Helpful advice for today's job seekers
It's almost that time of year again, when newly graduating seniors hit the job market in search of a paycheck. I don't know about you, but everything I know about job hunting I learned after college. Like how to network and write an effective resume, for example. So, to give you graduating seniors a leg up, I interviewed two career experts to uncover 5 ways for new grads to find a job faster. This is the stuff I wish they taught in school ...
1) Cast a wide net
"In a declining economy such as we face now, you have to expand your options. If you've looked only at large corporations, start looking at small businesses, non-profits, universities, government jobs -- a huge area of job growth -- and other types of employers," advises Lindsey Pollak, Author of "Getting from College to Career: 90 Things to Do Before You Join the Real World." Often, jobs at smaller and non-profit organizations are harder to find, requiring more networking on your part. However, you'll face less competition from other job hunters who are not willing to put in the effort. So basically finding entry level jobs as a college grad becomes easier.
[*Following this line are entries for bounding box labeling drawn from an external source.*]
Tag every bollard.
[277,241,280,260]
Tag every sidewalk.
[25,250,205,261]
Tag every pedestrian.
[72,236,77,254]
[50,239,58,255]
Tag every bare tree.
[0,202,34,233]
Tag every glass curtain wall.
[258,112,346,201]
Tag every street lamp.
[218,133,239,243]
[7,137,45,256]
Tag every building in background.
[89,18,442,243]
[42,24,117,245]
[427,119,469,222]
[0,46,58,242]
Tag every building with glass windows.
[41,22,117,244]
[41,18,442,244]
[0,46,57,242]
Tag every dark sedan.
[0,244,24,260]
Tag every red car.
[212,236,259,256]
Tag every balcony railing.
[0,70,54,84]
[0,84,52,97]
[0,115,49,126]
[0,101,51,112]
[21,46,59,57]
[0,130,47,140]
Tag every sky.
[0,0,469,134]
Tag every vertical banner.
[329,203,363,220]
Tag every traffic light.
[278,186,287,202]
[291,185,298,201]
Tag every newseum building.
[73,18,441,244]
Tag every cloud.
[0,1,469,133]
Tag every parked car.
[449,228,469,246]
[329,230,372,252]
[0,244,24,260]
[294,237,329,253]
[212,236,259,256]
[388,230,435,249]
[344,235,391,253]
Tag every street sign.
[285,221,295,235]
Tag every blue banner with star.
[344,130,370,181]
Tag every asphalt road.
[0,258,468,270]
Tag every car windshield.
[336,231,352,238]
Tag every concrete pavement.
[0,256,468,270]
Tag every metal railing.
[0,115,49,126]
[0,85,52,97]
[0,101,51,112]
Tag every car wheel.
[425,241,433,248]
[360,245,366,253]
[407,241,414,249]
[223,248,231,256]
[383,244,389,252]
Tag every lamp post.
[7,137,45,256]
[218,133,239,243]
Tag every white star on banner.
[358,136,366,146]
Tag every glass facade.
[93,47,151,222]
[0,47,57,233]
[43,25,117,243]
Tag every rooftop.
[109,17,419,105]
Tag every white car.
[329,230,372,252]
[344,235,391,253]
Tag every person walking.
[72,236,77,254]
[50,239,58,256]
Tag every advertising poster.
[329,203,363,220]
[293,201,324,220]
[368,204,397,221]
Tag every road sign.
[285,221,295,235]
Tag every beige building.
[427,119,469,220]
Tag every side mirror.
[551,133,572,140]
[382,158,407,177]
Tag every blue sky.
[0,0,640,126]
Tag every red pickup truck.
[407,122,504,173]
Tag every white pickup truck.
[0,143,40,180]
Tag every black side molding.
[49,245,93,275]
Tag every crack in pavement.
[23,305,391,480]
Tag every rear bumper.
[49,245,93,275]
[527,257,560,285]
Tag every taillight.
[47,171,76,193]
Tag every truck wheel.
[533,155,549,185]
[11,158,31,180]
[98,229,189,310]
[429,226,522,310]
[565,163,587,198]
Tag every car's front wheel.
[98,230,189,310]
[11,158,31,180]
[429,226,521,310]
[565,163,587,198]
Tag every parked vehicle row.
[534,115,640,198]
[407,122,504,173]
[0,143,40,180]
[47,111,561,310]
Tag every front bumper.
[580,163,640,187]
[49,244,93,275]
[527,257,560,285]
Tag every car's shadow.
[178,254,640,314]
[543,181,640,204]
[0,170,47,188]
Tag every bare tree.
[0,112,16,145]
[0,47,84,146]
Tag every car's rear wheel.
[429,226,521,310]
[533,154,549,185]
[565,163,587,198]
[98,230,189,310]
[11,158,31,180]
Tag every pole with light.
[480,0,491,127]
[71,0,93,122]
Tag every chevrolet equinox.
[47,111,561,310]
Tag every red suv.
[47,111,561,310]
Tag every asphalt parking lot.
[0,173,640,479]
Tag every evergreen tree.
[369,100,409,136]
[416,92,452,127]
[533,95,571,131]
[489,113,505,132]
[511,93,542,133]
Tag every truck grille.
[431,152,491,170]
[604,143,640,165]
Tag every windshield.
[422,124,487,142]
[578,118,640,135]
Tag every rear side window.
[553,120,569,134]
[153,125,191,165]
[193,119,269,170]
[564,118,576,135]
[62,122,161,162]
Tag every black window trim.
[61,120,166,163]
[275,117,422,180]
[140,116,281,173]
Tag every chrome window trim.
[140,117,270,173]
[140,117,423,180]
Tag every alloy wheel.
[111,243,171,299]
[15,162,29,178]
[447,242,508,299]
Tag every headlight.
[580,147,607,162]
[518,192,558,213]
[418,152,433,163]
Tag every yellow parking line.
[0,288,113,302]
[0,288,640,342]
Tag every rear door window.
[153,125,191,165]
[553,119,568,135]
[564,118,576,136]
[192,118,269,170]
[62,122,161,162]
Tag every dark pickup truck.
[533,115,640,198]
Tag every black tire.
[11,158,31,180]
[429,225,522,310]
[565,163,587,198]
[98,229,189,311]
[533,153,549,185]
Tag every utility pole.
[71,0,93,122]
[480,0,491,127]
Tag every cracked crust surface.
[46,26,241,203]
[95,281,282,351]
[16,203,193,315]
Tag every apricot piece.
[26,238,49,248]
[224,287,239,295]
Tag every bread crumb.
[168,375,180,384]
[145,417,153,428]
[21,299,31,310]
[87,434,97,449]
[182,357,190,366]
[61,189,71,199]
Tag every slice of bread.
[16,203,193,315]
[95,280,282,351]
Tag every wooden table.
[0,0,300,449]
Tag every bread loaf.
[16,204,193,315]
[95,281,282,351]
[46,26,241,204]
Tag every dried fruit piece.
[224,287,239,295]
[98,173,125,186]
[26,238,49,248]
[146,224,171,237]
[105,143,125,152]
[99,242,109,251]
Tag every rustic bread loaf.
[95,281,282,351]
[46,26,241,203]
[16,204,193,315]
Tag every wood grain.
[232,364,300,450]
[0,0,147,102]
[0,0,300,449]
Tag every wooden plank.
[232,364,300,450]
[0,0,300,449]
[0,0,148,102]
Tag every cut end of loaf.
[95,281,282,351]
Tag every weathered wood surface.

2) Persist without being a pest
Follow-up is one of the most important elements of any successful job search, especially for new grads lacking traditional experience. "'No' may really mean 'not right now,'" says Pollak. "Getting a job is often about timing, so stay on employers' radar screens. But instead of saying, 'Hi, I'm just calling to follow up,' try to add value in each communication, and only follow up once every two weeks or so." One way to add value is to use Google Alerts (Google.com/alerts) to stay current on industry news and trends. The service is free and emails you daily updates of the latest Google results (blogs, news, etc.) based on the topics you choose. Then, presto! You have a valid excuse to email or call employers about the relevant articles you find online.